John Moehrke (Mar 23 2017 at 17:47):
Okay, so your usecase is an asynchronous messaging such as Direct. Understood. I just wanted to make sure there was no misunderstanding, or new use-case that was not understood.
John Moehrke (Mar 23 2017 at 17:47):
Is it then right to create an Endpoint for each Direct address? I am not against this, just wanting to understand the potential ramifications.
Carl Leitner (Mar 23 2017 at 18:08):
As an FYI, I looked back at my the argonauts did with the provider directory work:
http://argonautwiki.hl7.org/index.php?title=Provider_Registry_Implementation_Guide
The don't specify where the PKI certificate should go. They do put the DIRECT address in an extension.
John Moehrke (Mar 23 2017 at 19:04):
certainly needed to support Direct usecases. I could see why it might be a US extension.

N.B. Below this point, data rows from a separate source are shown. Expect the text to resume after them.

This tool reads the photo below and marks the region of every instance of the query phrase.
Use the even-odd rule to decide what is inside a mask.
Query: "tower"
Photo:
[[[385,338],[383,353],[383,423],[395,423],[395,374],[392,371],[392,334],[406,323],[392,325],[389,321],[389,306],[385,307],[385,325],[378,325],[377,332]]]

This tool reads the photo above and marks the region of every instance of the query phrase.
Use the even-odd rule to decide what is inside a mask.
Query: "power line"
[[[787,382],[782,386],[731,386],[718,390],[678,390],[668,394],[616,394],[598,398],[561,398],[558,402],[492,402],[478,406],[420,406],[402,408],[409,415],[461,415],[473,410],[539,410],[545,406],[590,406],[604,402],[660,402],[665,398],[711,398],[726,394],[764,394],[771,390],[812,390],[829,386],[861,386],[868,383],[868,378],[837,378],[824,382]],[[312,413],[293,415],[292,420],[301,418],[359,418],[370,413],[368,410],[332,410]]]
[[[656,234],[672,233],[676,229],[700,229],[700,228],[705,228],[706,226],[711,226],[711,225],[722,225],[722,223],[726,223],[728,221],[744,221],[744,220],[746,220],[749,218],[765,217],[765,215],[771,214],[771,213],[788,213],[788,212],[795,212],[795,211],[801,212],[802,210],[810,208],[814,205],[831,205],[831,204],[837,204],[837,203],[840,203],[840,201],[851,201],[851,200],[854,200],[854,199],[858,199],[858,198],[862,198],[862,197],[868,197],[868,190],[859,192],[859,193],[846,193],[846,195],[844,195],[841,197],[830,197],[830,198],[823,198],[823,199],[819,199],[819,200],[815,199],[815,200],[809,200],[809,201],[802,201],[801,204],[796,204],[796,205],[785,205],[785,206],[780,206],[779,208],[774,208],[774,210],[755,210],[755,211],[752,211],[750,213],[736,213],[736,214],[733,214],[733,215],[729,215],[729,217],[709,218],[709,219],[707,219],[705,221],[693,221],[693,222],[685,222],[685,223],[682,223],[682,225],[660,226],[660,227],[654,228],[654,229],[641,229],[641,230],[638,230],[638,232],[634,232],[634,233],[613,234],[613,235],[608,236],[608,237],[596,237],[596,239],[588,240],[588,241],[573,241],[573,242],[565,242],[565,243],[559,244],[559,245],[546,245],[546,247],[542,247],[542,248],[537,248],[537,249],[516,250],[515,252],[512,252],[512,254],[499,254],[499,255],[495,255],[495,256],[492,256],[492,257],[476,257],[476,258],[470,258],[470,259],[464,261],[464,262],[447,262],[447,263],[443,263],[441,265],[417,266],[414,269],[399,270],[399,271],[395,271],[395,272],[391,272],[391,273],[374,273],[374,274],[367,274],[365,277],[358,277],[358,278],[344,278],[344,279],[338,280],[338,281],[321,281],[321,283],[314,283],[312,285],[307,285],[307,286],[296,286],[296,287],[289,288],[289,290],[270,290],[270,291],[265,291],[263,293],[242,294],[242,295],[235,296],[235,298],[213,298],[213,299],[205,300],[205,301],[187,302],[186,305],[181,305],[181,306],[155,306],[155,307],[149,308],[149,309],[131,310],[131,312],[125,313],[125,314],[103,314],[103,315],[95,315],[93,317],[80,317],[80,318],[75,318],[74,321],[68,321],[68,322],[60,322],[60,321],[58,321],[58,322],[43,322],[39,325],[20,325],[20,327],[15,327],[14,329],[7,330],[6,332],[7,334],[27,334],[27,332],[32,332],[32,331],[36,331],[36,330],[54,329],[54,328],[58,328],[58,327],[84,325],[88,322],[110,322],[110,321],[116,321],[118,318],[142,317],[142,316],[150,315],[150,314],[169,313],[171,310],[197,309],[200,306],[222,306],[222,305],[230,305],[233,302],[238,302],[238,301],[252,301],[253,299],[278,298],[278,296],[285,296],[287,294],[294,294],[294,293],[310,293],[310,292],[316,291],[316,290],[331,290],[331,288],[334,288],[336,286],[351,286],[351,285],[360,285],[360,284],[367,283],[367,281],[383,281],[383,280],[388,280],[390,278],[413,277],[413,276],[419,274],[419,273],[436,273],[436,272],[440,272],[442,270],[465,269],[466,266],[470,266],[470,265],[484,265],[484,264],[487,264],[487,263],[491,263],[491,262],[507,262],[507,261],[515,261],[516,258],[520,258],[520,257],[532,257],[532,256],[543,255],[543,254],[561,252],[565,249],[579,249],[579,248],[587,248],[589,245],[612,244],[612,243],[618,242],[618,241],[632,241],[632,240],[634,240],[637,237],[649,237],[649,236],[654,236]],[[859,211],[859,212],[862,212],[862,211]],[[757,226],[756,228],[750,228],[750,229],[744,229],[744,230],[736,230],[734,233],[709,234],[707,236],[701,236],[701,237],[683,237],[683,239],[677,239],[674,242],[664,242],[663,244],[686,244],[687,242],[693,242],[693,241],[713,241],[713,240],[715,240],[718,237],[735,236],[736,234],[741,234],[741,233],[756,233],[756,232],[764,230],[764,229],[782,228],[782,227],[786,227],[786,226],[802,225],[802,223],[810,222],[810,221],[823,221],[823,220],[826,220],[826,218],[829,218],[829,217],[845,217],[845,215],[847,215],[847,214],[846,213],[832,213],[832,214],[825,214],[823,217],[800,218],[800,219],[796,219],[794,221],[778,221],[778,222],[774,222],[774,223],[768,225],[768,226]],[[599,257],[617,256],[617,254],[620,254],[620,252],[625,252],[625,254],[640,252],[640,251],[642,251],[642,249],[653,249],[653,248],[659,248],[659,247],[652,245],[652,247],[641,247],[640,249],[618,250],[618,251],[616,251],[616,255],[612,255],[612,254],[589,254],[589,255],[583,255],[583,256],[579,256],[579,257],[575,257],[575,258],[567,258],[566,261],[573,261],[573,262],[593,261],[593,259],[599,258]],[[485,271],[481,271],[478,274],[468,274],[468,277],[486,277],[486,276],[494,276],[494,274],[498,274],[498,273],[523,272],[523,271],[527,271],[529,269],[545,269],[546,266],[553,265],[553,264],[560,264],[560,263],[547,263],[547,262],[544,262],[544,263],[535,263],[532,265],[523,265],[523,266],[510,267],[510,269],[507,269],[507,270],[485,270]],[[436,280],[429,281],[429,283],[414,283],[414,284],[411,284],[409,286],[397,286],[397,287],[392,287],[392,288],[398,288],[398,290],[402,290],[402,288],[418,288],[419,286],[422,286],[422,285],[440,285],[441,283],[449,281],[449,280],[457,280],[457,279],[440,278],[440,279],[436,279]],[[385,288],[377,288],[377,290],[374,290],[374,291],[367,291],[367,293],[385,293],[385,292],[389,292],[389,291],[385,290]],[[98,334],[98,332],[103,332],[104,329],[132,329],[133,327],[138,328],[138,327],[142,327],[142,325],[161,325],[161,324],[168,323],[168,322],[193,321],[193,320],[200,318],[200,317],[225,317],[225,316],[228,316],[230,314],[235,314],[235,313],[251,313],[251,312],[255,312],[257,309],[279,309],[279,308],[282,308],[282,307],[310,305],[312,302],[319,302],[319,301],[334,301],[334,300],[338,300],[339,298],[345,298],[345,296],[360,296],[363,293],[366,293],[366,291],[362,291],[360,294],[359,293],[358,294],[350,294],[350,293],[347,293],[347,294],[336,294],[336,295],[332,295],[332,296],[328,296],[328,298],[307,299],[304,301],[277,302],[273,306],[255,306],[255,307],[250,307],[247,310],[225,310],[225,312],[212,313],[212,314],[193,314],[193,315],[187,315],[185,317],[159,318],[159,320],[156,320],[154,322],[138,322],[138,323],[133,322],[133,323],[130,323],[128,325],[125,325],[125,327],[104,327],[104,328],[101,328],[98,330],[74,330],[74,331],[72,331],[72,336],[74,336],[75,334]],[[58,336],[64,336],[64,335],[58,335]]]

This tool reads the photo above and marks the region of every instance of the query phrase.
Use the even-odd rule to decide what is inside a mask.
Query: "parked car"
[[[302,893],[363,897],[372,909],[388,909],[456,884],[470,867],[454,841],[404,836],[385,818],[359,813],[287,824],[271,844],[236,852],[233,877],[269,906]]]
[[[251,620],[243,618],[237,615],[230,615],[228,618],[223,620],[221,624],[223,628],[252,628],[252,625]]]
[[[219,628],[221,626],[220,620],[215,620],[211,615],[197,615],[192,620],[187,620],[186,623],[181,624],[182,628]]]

Grahame Grieve (Mar 23 2017 at 19:37):
@Brett Marquard has this been discussed in Argonaut?
Brett Marquard (Mar 23 2017 at 19:44):
The Argonauts didn't discuss including a public Key in Endpoint. We did originally use an extension for the Direct address before updating to EndPoint
Brett Marquard (Mar 23 2017 at 19:45):
latest design here: http://build.fhir.org/ig/Healthedata1/Argo-PD/StructureDefinition-argo-endpoint.html
Brett Marquard (Mar 23 2017 at 19:45):
we added direct-project to this value set http://build.fhir.org/valueset-endpoint-connection-type.html
Brett Marquard (Mar 23 2017 at 19:46):
...will make it more clear that wiki is no longer place to reference for Argo PD
John Moehrke (Mar 23 2017 at 20:07):
Brett, that connection type is in STU3. But there is no element in Endpoint to hold the Certificate. I though it was being moved into an Extension, but seems not to have shown up there. I also don't see it in your Healthdata1 extension...So for Direct, it is needed somewhere
Brian Postlethwaite (Mar 23 2017 at 23:00):
Yes, after discussion we removed the public key to be put into extensions where its purpose will be very explicit as to why it is there.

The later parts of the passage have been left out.